Army plans combined Limited User Tests
March 7, 2011
By Kris Osborn
ARLINGTON, Va. (Army News Service, March 7, 2011) -- The Army is preparing to conduct several Limited User Tests simultaneously at White Sands Missile Range, N.M., for key programs of record.
Dubbed the Integrated Network Baseline Evaluation, or INBE, the exercise is designed to assess the ability for a host of technologies to work in tandem as part of a larger, integrated, cohesive network, service officials said.
"This is a monumental undertaking and it requires a new level of integration and synchronization," said Col. John Wendel, PEO Integration. "The purpose is to seek efficiencies and synergies. The idea of combining events forces integration, so what we will do is synchronize the technologies into a singular network brigade formation."
The first four weeks of the exercise, slated for this coming June with the 2nd Brigade, 1st Armored Division at Fort Bliss, Texas, will include the concurrent Limited User Tests.
"If you combine the events, you are going to get better answers that cut across programs, systems and agencies. It will also make us more agile going forward," Wendel said.
The last two weeks of the INBE exercise will include an integration exercise aimed at synchronizing the systems into an integrated combat network, officials said.
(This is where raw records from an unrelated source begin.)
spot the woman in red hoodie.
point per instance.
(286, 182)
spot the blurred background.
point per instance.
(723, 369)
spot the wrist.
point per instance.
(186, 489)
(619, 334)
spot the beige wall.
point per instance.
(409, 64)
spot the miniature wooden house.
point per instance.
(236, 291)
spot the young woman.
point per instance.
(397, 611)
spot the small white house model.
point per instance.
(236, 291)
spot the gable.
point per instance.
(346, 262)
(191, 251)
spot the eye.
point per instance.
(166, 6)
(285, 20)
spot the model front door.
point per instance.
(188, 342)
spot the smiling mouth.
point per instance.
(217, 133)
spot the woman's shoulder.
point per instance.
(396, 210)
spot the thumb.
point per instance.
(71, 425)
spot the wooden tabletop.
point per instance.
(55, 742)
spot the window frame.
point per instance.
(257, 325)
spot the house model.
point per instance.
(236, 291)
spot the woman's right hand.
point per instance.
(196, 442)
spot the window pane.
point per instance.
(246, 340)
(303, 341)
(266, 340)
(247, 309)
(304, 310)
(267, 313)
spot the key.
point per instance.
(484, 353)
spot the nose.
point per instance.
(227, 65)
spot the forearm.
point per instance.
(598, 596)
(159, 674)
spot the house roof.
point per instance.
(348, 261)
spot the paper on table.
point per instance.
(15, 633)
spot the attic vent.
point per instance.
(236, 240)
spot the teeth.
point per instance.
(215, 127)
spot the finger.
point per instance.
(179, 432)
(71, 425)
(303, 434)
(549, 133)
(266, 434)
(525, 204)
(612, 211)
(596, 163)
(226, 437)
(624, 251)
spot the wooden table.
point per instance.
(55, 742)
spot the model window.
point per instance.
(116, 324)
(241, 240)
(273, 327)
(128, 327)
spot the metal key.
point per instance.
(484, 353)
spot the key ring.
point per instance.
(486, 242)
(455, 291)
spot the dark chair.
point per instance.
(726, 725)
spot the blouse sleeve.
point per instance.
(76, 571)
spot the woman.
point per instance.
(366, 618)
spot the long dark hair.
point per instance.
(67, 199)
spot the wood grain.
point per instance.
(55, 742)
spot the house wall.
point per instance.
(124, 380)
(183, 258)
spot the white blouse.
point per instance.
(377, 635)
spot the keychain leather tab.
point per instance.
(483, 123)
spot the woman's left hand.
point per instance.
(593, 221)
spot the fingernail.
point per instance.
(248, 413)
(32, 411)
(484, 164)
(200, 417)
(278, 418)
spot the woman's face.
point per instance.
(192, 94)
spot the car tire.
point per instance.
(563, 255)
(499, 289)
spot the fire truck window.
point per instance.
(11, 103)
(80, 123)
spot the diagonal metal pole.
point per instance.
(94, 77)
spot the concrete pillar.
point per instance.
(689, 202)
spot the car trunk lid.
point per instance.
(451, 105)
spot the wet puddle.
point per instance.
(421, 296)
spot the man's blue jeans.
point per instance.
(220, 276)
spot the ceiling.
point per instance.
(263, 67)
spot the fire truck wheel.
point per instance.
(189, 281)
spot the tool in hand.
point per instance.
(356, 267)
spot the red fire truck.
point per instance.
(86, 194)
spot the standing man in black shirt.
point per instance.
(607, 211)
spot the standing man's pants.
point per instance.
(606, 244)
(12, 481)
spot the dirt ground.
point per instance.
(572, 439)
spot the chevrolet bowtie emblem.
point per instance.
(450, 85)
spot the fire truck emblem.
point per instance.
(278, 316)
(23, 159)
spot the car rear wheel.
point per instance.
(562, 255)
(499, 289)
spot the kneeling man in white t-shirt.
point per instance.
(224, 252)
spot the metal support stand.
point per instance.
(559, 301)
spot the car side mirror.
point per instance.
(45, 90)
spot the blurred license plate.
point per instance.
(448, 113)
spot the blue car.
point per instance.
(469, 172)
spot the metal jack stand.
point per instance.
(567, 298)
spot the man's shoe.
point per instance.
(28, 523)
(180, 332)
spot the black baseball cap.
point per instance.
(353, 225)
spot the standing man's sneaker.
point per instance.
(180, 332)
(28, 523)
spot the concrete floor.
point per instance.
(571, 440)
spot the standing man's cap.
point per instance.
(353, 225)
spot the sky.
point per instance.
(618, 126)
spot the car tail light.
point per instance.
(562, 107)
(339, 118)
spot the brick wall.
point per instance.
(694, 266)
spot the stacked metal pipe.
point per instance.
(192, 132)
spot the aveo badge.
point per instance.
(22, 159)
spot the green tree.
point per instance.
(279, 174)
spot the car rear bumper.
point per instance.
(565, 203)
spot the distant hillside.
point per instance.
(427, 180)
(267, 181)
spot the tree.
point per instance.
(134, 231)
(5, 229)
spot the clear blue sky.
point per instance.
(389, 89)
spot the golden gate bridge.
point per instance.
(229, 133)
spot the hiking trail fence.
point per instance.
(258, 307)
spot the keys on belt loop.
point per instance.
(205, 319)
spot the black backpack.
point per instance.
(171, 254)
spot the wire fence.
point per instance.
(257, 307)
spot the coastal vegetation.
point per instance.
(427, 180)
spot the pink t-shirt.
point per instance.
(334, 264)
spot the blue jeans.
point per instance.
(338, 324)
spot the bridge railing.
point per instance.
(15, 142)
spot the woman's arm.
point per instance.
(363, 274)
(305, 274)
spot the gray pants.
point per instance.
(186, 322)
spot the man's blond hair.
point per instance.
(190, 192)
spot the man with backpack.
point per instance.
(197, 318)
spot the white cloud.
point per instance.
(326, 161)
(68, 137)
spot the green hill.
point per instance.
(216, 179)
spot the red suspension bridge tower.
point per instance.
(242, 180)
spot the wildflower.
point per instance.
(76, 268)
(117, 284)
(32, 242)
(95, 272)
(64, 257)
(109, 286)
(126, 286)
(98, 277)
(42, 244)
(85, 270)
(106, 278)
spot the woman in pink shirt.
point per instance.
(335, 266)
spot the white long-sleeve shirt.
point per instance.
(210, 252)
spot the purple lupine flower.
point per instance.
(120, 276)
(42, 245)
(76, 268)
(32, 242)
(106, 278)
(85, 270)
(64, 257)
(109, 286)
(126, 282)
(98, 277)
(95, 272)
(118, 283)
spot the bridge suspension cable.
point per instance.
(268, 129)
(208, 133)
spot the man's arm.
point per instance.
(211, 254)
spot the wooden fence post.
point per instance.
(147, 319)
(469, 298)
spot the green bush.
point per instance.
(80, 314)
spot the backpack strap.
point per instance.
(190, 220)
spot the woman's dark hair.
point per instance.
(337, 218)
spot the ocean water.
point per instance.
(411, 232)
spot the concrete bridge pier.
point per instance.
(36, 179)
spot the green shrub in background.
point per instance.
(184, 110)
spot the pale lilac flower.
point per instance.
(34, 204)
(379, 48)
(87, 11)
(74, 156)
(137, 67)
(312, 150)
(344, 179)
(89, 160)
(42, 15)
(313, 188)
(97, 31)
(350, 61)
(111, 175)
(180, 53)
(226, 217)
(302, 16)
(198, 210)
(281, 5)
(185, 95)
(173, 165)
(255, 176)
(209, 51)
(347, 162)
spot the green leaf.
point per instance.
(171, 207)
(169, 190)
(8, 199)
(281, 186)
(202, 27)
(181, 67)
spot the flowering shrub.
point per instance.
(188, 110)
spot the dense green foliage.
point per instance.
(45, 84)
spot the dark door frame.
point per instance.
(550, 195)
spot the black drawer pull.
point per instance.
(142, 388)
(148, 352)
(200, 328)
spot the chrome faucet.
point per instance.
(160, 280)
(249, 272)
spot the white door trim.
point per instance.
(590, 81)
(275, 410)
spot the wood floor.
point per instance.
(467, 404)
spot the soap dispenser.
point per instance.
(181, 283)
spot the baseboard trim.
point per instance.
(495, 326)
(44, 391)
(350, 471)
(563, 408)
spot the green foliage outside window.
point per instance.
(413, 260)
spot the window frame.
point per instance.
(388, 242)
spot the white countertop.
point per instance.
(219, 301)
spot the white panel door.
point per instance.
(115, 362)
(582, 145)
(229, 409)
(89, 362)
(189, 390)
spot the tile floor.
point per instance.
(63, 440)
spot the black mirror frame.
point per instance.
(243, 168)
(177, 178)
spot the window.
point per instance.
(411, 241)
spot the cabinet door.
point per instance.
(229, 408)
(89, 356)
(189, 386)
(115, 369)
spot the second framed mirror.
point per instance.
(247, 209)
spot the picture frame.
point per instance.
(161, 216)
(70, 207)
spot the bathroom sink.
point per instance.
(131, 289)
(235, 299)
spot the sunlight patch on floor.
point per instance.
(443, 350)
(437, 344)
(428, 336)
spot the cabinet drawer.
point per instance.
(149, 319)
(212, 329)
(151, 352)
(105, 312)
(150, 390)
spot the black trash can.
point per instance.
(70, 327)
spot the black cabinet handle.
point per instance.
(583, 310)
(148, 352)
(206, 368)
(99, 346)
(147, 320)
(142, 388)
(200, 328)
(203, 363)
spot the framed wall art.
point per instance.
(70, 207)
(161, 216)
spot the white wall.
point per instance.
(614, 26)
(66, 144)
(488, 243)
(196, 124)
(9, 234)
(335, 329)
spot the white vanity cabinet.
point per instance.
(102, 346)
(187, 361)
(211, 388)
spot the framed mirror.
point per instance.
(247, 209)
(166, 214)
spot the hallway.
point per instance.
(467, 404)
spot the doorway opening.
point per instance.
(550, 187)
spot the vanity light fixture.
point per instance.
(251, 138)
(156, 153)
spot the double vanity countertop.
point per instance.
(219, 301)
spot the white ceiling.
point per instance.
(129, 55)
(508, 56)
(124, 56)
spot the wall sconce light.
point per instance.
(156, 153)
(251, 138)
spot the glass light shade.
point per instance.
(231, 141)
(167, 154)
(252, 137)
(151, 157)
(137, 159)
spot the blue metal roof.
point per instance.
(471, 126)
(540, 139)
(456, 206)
The idea, they said, is to facilitate a series of annual evaluations which will serve to expedite the developmental process and better inform the Army's tactical network acquisition decisions.
"By beginning to conduct exercises that look at an integrated network, the Army intends to lessen the in-field integration burden on our operational units," said Paul Mehney, spokesman for PEO Integration.
He said the exercises will provide "relevant operational environments in which to evaluate new technologies and capabilities that make up Capability Packages and Sets prior to fielding the new systems to operational units. This will ensure that the important integration work is done up front - prior to deploying systems to the field."
The Army wishes to incrementally develop network technologies best suited to serve Soldiers in combat through this process. The approach is designed to combine Army programs of record with commercial off-the-shelf solutions from industry to achieve an affordable, technologically mature tactical network able to move combat-relevant information across the force in real time using high bandwidth waveforms such as Soldier Radio Waveform and Wideband Networking Waveform, Wendel said.
"In the past we have spent years building requirements and products. Now we will conduct these evaluations every year, testing technologies from industry and programs of record to gain some economies of scale and make smarter acquisition decisions on a more frequent basis. The important part is transitioning these objective waveforms to programs of record," he said.
The systems undergoing Limited User Tests are:
- Joint Tactical Radio System, or JTRS Ground Mobile Radio - a multi-channel, vehicle-mounted software-programmable radio able to transmit voice, video, data and images using high-bandwidth waveforms such as SRW and WNW.
- JTRS Handheld Manpack Small Form Fit, or HMS -- a multi-channel, Soldier-mounted software-programmable radio able to transmit voice, video, data and images using high band-width waveforms such as SRW and WNW.
- Joint Capabilities Release, or JCR - next-generation software for Force Battle Command Brigade and Below, or FBCB2 display screens, featuring Army-Marine Corps interoperability and advanced mapping tool kits.
- Mounted Soldier System, or MSS - combat-vehicle Soldier ensemble which integrates advanced gear such as a helmet-mounted display.
- SPIDER - remote munition's delivery system
In addition to laying the groundwork for subsequent integration into a broader network, the concurrent Limited User Tests will also help facilitate logistical and financial efficiencies, explained Lt. Col. Darby McNulty, Integration Trail Boss, PEO Integration.
"We spend an enormous amount of resources to coordinate single-program tests at multiple locations each year -- so from a funding and resource-management perspective, there's certainly some efficiencies with combining these (Limited User Tests)," McNulty said. "There is an upfront investment required to get us to a baseline network -- then you save money by combining testing and inserting technologies."
The Limited User Tests will place the program-of-record technologies into operationally relevant scenarios designed to collect data, answer questions and validate requirements for the individual systems, McNulty explained.
"We will build the scenarios so that they are able to validate their requirements and then validate their performance," he added.
The combined Limited User Tests will be followed by an integration exercise in week six of the INBE, McNulty and Wendel said.
"If you integrate up front and deliver technologies as part of a larger tested and evaluated network, these network technologies will ultimately work better for the Soldier," said McNulty.
"The entire Army Network Modernization Strategy is predicated upon building a robust Brigade Combat Team (BCT) baseline configuration," he said. "The INBE is the first of four major stepping stones on the road to executing a fully integrated BCT Network Evaluation at the end of 2012."